🤖 AI Summary
The rapid growth of astronomical literature and the high cost of manual annotation of key scientific entities (e.g., telescopes, instruments, semantic attributes) hinder scalable knowledge extraction.
Method: We propose a SciBERT-based multi-task encoder model that jointly learns three entity recognition tasks via multi-task learning. To improve efficiency, we introduce random segment sampling for lightweight fine-tuning; at inference, robustness is enhanced through majority voting over segmented predictions.

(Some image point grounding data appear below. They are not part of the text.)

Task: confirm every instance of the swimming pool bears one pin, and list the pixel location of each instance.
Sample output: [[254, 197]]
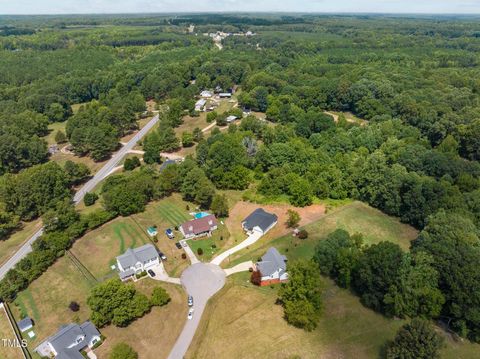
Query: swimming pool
[[201, 214]]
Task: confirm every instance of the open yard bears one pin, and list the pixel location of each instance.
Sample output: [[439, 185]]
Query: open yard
[[153, 335], [356, 217], [98, 250], [6, 332], [46, 300]]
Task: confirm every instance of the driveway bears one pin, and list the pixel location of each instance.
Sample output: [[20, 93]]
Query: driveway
[[242, 267], [162, 275], [247, 242], [201, 281]]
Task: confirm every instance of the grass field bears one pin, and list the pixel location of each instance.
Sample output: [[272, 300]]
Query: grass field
[[98, 250], [46, 300], [254, 327], [153, 335], [356, 217], [6, 332], [9, 246]]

Contribution/Results: Our approach significantly outperforms open-weight GPT baselines across multiple astronomical text knowledge extraction tasks, achieving an average +4.2% F1 gain while reducing both training and inference overhead. The core contributions include: (i) a lightweight, domain-adapted multi-task architecture; (ii) empirical validation of structured fine-tuning and ensemble inference strategies for specialized scientific text; and (iii) a cost-effective technical pathway for constructing astronomical knowledge graphs.
📝 Abstract
Scientific literature in astronomy is rapidly expanding, making it increasingly important to automate the extraction of key entities and contextual information from research papers. In this paper, we present an encoder-based system for extracting knowledge from astronomy articles. Our objective is to develop models capable of classifying telescope references, detecting auxiliary semantic attributes, and recognizing instrument mentions from textual content. To this end, we implement a multi-task transformer-based system built upon the SciBERT model and fine-tuned for astronomy corpora classification. To carry out the fine-tuning, we stochastically sample segments from the training data and use majority voting over the test segments at inference time. Our system, despite its simplicity and low-cost implementation, significantly outperforms the open-weight GPT baseline.